There’s a little more to it of course, including how your assets will be divided up as inheritance, but you understand where we are coming from.
Nowadays, with everything we do broadcast via an online picture book, what happens to our digital life once we’ve moved on?
Collating your cyber chest
The bricks and mortar, paper and coin assets will be the first things you talk about when preparing your will, but how much have you thought about your virtual side of the coin?
Do you have a Facebook account, Twitter profile, Google Drive image folder, eBay shop or anything else stored online or downloaded on your phone? And let’s not forget online banking.
Technology now forms part of daily life, even if you consider yourself to be a digital dinosaur technophobe. The amount of electronic data that you have will probably surprise you – just think of all the email content and newsfeed subscriptions.

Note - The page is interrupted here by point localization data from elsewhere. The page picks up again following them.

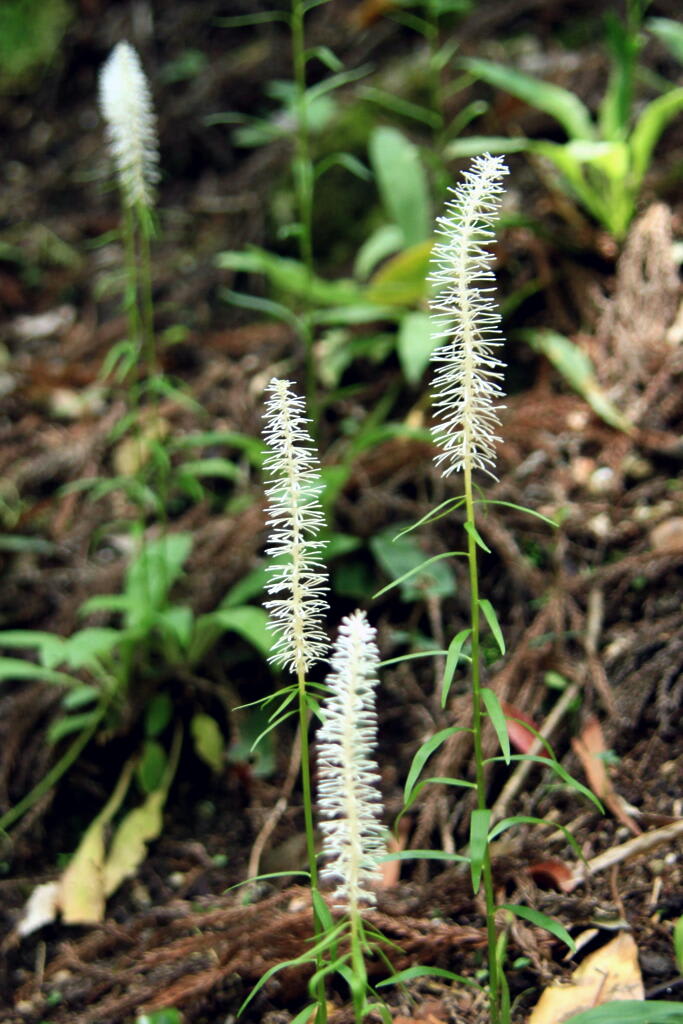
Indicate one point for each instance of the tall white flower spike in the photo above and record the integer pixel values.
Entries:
(466, 385)
(295, 518)
(126, 105)
(349, 802)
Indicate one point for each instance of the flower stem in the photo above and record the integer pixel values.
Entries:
(477, 719)
(318, 927)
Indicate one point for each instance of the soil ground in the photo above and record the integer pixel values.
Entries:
(594, 606)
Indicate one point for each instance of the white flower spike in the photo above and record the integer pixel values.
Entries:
(466, 382)
(349, 801)
(126, 105)
(295, 517)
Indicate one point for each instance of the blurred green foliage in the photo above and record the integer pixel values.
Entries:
(31, 32)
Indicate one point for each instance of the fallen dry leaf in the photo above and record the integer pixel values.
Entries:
(610, 974)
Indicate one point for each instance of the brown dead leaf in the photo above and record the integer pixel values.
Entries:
(552, 875)
(610, 974)
(590, 749)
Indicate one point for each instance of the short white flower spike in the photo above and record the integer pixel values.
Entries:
(126, 105)
(348, 798)
(295, 518)
(466, 386)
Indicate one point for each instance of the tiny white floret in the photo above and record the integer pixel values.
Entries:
(349, 801)
(297, 579)
(126, 107)
(466, 387)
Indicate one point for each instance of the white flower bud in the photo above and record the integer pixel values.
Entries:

Business and utility affairs aside, this online journal of visual imagery, video and text forms a big part of your personality – it’s your digital legacy. So what happens to it?
Navigating the data protection waters
Due to cyber crime and identity theft risk, it can be extremely hard for loved ones to gain access to information when you pass. Privacy laws are strict and bank accounts can be frozen within hours causing further unnecessary anxiety and grief.
- The first thing to do is to make a list of all your online profiles, not matter how small:
- Financial accounts
- Email accounts and file sharing services
- Social media profiles – networking, photos, video
- Online shopping accounts such as Amazon or food subscription sites
- Travel accounts and general news feeds
Save your list in a safe place offline rather than online.
- Next stop is to detail how you wish the accounts to be handled.
You may want to delete everything or you may wish to leave social media sites such as Facebook ‘live’ so that family and friends can remember and share your memories.
- Finally, you will need to decide who will handle your online affairs when you’re gone.
Think of this a little like an executor of your will.
Discuss this with your solicitor, financial wealth planner, funeral planner or will writer and remember to keep your notes up-to-date; we all know how easy it is to download a free app!
There’s no better time than the present to start planning your digital legacy. Don’t leave all that personal data to chance; think about arranging its final disposal … now.